Book review: ‘The shapeshifter’s daughter’, like its protagonists, struggles with identity

In attempting to explore mythology, familial trauma, terminal illness, and uplifting romance all at once, the novel's deeper themes are underdeveloped
Book review: ‘The shapeshifter’s daughter’, like its protagonists, struggles with identity

Sally Magnusson portrays the Norse goddess of the underworld in a more modern perspective. Picture: Derek Prescott

  • The Shapeshifter’s Daughter 
  • Sally Magnusson 
  • John Murray Press, £16.99

Hel, Norse goddess of the underworld, has perhaps been unfairly cast. 

While the more widely read 13th-century prose and poetic eddas portray her as monstrous, earlier Christian stories depict her akin to a death doula, gently guiding the dying into her realm.

Inspired by this more sympathetic vision, The Shapeshifter’s Daughter sees Sally Magnusson reimagine Hel, whom she deems ‘twisted and defaced’ by the Eddas. 

Magnusson’s Hel is not pathologically sinister but traumatised, a victim of her trickster father, Loki, and her reputation. Like many complex women, Magnusson stresses, Hel is misunderstood.

Interwoven with this feminist retelling is the present-day story of Helen Firth, a middle-aged librarian diagnosed with terminal cancer. 

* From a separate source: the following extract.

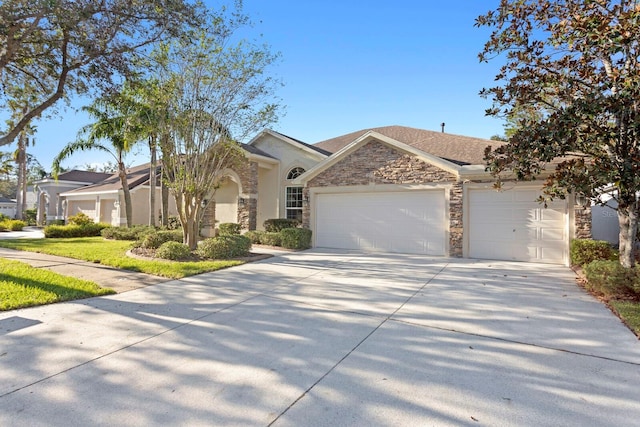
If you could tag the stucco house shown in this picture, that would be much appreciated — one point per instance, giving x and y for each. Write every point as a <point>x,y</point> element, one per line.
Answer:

Rejecting treatment, she returns to her childhood home of Orkney where she envisages a poetic death. Like Hel, Helen is a loner, scarred by a volatile father and a difficult childhood.

There is little subtlety to the relation of these two women. Magnusson’s Norse gods are doubles of her human protagonists, who frequently reference Norse mythology. 

Helen has long been obsessed with the Norse myths, and as a teenager she even dressed as Hel. So, when Hel materialises in Orkney, it is a promising collision. 

What happens when myth meets mythmaker? Is Hel real, or a dying woman’s projection?

There is great potential in the strangeness of Helen and Hel’s mutual attraction, but Magnusson blunts it by over-explaining every emotional beat. 

A homoerotic charge is one of the more compelling aspects of their dynamic, though it may be unintentional. 

For an entanglement between twinned goddess and mortal, it proves frustratingly more melodramatic than magical.

Helen and Hel’s relationship is overshadowed by the Hallmark-style romance that unfolds concurrently. 

In Orkney, Helen is reunited with an adolescent admirer, cheery bumpkin Thorfinn Coffin. Thorfinn’s love for Helen is seemingly unchanged by 40 years, and they embark on a sweet, if predictable, courtship. 

But Thorfinn lacks depth. His sole purpose seems to be to love — and soften — Helen. Her prickly nature is transformed by his kindness. She learns to be vulnerable, to need him.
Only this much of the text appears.